‘It puts me in a mighty queer position.’

‘I don’t see why.’ The elder man’s tone had grown cool. ‘They naturally took it for granted that you, as well as the rest of us, would want to have the riots suppressed and choke off any latent tendencies toward revolution in this precious populace.’

‘It was the work of a lot of damned busybodies who wanted to see what I would do.’

Melville suppressed a momentary smile. ‘However,’ he remarked, ‘I see no reason why you should be so reluctant about serving in a good cause—I don’t suppose you wish to see a revolution any more than the rest of us.’

‘Heavens, no! It wouldn’t do any good; the government’s got the army to back it; the revolutionists would only be sent to the galleys for their trouble, and the police oppression would be worse than ever.’

He swung up and down the room a couple of times, and then pausing with his hands in his pockets, stared moodily out of the window. Melville smoked and watched him, a shade of uneasiness in his glance. Just what position Laurence Sybert occupied in Rome—what unofficial position, that is—was a mystery to the most of his friends. Melville understood him as well as any one, with the exception of Howard Copley; but even he was at times quite unprepared for the intimate knowledge Sybert displayed in affairs which, on the surface, did not concern him. Sybert was distinctly not a babbler, and this tendency toward being close-mouthed had given rise to a vast amount of speculative interest in his movements. He carried the reputation, among the foreign residents, of knowing more about Italian politics than the premier himself; and he further carried the reputation—whether deserved or not—of mixing rather more deeply than was wise in the dark undercurrent of the government.

And this particular spring the undercurrent was unusually dark and dangerously swift. Young Italy had been sowing wild oats, and the crop was ripening fast. It was a period of anxiety and disappointment for those who had watched the country’s brave struggle for unity and independence thirty years before. Victor Emmanuel, Cavour, and Garibaldi had passed away; the patriots had retired and the politicians had come in. A long period of over-speculation, of dishonesty and incompetence, of wild building schemes and crushing taxes, had brought the country’s credit to the lowest possible ebb. A series of disgraceful bank scandals, involving men highest in the government, had shaken the confidence of the people. The failure of the Italian colony in Africa, and the heart-rending campaign against King Menelik and his dervishes, with thousands of wounded conscripts sent back to their homes, had carried the discontent to every corner of the kingdom. And fast on the heels of this disaster had come a failure in the wheat crop, with all its attendant horrors; while simultaneously the corner in the American market was forcing up the price of foreign wheat to twice its normal value.
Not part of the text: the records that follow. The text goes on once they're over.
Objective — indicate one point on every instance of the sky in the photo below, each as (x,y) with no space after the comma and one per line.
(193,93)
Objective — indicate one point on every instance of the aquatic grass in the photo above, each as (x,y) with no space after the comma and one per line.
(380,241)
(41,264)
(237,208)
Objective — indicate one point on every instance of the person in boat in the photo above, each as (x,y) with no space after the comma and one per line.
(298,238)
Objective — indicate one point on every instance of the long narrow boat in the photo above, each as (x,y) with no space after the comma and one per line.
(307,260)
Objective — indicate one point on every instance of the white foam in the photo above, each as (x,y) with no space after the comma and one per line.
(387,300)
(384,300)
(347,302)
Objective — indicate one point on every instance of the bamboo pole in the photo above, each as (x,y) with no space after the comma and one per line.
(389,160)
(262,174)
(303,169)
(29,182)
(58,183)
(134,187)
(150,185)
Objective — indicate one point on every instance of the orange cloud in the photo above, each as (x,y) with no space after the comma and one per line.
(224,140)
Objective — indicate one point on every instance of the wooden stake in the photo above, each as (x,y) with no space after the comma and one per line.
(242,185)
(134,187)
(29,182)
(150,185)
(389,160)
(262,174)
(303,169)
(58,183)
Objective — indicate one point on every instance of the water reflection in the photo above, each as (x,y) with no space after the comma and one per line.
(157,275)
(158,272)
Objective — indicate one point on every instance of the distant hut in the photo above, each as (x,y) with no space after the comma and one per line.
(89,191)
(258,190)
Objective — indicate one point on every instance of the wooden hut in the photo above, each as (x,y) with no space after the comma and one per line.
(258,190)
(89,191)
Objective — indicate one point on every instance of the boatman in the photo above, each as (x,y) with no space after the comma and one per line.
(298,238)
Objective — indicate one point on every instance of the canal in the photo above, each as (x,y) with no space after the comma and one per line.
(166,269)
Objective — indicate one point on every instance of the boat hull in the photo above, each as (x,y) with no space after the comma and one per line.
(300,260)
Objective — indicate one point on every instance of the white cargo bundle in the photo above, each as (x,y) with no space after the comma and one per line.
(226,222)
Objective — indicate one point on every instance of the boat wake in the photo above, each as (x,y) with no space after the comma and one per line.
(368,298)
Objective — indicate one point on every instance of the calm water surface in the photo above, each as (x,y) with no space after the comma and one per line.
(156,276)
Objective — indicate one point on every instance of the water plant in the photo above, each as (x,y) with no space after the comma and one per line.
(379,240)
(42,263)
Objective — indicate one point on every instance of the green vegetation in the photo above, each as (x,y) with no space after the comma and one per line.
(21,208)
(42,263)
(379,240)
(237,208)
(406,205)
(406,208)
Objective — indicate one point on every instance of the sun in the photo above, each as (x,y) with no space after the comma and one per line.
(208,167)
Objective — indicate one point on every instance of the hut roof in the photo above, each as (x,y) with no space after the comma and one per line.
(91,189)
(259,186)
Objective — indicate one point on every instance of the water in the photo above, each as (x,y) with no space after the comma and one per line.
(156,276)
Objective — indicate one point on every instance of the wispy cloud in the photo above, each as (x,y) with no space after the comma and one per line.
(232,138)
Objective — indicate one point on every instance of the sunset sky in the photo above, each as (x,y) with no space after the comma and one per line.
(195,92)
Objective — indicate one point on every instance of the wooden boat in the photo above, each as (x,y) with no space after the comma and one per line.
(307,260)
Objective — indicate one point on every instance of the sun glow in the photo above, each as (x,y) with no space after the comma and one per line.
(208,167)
It was a time when priests were recalling to the peasants the wrongs the church had suffered; a time when the socialist presses were turning out pamphlets containing plain truths plainly stated; a time when investors refused to invest in government bonds, and even Italian statesmen were beginning to look grave.

To the casual eyes of tourists the country was still as picturesquely, raggedly gay as ever. There were perhaps more beggars on the church steps, and their appeal for bread was a trifle more insistent; but for people interested only in Italy’s galleries and ruins and shops the changes were not marked. But those who did understand, who cared for the future of the nation, who saw the seething below the surface, were passing through a phase of disillusionment and doubt. And Laurence Sybert was one who both understood and cared. He saw the direction in which the country was drifting even better perhaps than the Italians themselves. He looked on in a detached, more remote fashion, not so swept by the current as those who were in the stream. But if he were detached in fact—by accident of his American parentage and citizenship—in feelings he was with the Italians heart and soul.

The consul-general remained some minutes silently studying the younger man’s expressive back—irritation, obstinacy, something stronger, appeared in every line of his squared shoulders—then he rose and walked across to the window.